TO Jenny Moon, the whole business of giving menus to women before men, taking orders from women before men and clearing women’s plates first just didn’t make sense, not in the East Village in 2008.So, as she readied Apiary for its recent opening there, she and other managers told servers not to sweat that sort of thing. And they made sure the restaurant’s order-tracking software followed suit.
At most upscale restaurants such software lets servers note both the position at a table to which a dish is going and whether the diner is female, so the food’s couriers can plot to present dishes in a gender-conscious sequence.
For instance, servers at some restaurants can electronically punch in “L” for “lady.” But Apiary installed its software without that option. Maybe a gentleman’s dish would be set down ahead of his female companion’s. Would anyone really care?
Yes, as Ms. Moon said she learned when reading a customer comment card one night. “Serve ladies first!” it said.
Ms. Moon, one of Apiary’s principal owners, wasn’t moved to change the software. But she did tell servers that they could and should start considering gender, at least sometimes.
“Read the table,” she told them, “and if it seems like they would appreciate ladies being served first, just do it.”
Although the goal in many public places and in much of public life is to treat men and women equally, most upscale restaurants haven’t reached that point.
Then again they haven’t really tried all that hard. They’ve learned that ignoring gender is risky, and often foolish, because men and women approach and respond to restaurants in different ways, looking for different things.
A broad generalization? Absolutely. It’s also nowhere near as true as it once was.
Certain musty rites — chivalrous from one perspective, chauvinistic from another — have faded or disappeared. It’s a rare restaurant that gives menus without prices to women dining with men. And most restaurants no longer steer the “ladies” toward the banquette, assuming they want to face out toward the room.
But most restaurateurs concede that women disproportionately end up there, whether by request or reflex.
And restaurant owners, managers and servers say that in ways that are often laughably clichéd, men and women — viewed as groups, not as individuals — don’t gravitate toward the same dishes, communicate the same priorities or seek the same emotional payoff from dinner out.

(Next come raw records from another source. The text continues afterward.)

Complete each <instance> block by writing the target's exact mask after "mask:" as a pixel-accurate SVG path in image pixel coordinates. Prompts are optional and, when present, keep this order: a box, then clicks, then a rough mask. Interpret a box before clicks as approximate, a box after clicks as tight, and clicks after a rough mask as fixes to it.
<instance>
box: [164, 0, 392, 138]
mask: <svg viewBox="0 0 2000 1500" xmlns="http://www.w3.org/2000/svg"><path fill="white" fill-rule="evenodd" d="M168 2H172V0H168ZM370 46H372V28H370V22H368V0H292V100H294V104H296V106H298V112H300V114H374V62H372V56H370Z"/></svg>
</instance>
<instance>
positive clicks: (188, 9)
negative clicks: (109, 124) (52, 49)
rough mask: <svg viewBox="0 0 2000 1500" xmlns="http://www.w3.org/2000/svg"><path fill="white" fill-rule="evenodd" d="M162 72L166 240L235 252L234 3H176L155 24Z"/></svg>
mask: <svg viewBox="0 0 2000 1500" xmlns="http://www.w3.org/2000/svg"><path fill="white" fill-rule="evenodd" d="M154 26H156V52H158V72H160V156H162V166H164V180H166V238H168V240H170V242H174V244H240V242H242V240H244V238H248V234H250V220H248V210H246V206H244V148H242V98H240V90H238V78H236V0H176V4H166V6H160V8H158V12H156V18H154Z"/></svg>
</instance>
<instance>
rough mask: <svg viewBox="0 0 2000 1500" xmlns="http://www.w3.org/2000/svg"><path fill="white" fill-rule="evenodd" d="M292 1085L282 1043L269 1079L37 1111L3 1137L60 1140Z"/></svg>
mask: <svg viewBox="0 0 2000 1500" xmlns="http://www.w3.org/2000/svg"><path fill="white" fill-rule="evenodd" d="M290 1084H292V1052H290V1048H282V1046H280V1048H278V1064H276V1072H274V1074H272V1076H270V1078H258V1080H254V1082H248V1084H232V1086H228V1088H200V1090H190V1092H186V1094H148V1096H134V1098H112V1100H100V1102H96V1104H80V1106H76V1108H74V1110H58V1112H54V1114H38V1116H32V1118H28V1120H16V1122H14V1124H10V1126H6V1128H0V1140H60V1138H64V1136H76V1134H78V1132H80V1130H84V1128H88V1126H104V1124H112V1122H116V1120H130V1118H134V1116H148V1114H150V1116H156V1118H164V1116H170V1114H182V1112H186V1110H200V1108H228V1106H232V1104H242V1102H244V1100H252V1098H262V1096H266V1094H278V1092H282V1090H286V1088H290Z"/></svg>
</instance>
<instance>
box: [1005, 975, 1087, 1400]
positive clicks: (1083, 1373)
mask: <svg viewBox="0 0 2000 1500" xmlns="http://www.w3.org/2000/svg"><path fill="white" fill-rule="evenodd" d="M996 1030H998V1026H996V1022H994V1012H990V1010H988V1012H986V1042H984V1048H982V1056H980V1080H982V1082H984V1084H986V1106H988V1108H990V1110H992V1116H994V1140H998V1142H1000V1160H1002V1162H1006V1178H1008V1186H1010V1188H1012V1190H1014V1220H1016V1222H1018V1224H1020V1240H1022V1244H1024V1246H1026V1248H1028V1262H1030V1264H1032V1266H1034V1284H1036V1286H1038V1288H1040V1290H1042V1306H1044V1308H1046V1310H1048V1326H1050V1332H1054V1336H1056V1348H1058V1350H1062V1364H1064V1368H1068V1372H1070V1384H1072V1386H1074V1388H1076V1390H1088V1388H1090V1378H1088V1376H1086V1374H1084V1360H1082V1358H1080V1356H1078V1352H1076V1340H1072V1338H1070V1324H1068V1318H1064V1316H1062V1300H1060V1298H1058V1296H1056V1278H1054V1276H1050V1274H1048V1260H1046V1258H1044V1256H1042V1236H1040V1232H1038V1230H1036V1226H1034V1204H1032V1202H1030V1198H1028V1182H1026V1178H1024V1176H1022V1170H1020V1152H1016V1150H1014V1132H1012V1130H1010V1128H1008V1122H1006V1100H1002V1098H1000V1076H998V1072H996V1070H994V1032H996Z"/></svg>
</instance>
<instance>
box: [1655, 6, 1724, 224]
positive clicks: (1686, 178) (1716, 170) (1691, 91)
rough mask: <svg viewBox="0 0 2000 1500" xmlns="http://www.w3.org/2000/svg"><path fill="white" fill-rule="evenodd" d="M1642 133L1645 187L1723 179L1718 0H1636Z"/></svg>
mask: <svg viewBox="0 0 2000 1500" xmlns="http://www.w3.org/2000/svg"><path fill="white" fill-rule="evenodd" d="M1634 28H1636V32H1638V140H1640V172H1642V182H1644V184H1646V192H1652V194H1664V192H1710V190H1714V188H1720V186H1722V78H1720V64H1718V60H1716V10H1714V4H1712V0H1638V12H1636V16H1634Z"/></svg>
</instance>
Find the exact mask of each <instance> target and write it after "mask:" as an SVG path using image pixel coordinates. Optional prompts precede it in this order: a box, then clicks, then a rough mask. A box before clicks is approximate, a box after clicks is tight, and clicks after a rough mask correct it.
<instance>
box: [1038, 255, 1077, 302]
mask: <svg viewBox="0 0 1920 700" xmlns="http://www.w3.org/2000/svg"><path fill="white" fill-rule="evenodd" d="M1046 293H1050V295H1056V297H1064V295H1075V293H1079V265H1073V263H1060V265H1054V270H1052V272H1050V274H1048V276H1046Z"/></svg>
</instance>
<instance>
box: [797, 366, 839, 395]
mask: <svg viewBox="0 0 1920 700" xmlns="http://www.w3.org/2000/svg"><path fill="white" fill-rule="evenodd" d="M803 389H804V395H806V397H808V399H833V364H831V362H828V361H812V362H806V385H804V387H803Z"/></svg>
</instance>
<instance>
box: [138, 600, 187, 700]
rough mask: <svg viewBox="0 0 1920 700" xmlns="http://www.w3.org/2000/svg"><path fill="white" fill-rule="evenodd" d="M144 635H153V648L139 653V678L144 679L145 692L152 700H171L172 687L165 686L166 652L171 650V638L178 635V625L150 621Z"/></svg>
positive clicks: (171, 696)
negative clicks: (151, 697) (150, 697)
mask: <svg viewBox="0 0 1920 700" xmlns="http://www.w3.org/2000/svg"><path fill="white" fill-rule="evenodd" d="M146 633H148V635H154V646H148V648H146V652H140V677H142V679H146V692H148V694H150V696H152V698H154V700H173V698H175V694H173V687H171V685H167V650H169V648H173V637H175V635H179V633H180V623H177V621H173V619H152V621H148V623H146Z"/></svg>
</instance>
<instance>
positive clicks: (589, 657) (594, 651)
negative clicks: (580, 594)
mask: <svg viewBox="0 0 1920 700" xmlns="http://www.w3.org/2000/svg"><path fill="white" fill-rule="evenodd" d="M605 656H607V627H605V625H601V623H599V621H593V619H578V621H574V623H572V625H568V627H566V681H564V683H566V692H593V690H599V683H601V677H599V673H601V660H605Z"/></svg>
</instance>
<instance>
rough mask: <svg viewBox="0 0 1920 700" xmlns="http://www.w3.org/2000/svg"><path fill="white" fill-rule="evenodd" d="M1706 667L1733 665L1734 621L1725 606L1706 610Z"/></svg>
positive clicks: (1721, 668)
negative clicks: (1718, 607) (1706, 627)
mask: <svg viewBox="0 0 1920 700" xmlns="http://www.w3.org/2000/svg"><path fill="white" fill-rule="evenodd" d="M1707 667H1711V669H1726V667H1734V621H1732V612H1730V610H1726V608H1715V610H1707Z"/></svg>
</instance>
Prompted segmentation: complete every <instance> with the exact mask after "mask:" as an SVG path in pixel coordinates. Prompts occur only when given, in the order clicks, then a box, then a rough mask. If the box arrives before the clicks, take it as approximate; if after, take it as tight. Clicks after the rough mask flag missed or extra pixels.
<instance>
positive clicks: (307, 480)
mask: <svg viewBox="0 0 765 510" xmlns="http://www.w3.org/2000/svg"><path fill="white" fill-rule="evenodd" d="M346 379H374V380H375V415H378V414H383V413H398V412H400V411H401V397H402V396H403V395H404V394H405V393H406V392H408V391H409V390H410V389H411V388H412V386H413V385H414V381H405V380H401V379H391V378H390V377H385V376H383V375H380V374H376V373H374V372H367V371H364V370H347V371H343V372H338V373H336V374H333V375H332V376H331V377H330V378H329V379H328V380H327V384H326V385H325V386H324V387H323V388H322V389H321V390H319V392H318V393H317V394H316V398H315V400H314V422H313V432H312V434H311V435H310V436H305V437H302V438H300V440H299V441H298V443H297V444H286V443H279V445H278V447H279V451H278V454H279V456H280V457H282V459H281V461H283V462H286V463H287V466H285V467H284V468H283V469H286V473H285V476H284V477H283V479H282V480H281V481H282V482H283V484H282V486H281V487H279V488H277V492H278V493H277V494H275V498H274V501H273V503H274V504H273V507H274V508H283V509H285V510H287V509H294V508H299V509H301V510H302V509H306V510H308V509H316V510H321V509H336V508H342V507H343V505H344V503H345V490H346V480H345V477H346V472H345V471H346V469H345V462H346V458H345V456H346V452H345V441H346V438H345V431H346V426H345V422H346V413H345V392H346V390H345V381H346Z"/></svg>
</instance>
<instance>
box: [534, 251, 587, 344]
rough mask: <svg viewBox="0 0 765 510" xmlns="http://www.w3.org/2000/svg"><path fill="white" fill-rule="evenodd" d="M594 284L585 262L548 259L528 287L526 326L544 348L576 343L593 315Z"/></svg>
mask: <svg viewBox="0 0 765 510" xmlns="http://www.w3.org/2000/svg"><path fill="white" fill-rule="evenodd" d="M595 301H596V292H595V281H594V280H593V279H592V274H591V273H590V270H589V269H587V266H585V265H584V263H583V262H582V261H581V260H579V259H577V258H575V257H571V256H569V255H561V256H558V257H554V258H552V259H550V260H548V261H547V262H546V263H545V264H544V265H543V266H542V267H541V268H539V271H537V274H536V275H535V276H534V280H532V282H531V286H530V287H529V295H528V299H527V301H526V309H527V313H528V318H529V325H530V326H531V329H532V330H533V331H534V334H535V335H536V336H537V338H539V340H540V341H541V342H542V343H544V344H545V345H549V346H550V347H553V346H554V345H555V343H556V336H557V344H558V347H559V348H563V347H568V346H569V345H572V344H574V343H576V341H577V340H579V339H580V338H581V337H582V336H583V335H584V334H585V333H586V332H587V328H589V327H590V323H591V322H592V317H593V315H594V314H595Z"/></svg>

All of that is taken into consideration when menus are written, rooms are painted and thermostats set.
“If you’re doing a special event, you want to know how many men, how many women,” said Moriya Bodie, who was a sommelier at Felidia and the wine and beverage director for Lever House.
“It’ll give you a sense of what to order,” she said. “And if it’s going to be a ton of women, make the room warmer. They tend to dress with more skin showing.”
“The truth,” Ms. Bodie continued, “is that there is a difference. And in the service industry, it’s your job to acknowledge it, predict it.”
I’m regularly struck by that difference when friends hit me up for restaurant recommendations.
Men rarely ask me about lighting. Women frequently do, wanting reassurance that it isn’t too bright.Women more often ask if a menu has leaner, healthier options. Men more often ask if they can get a decent steak.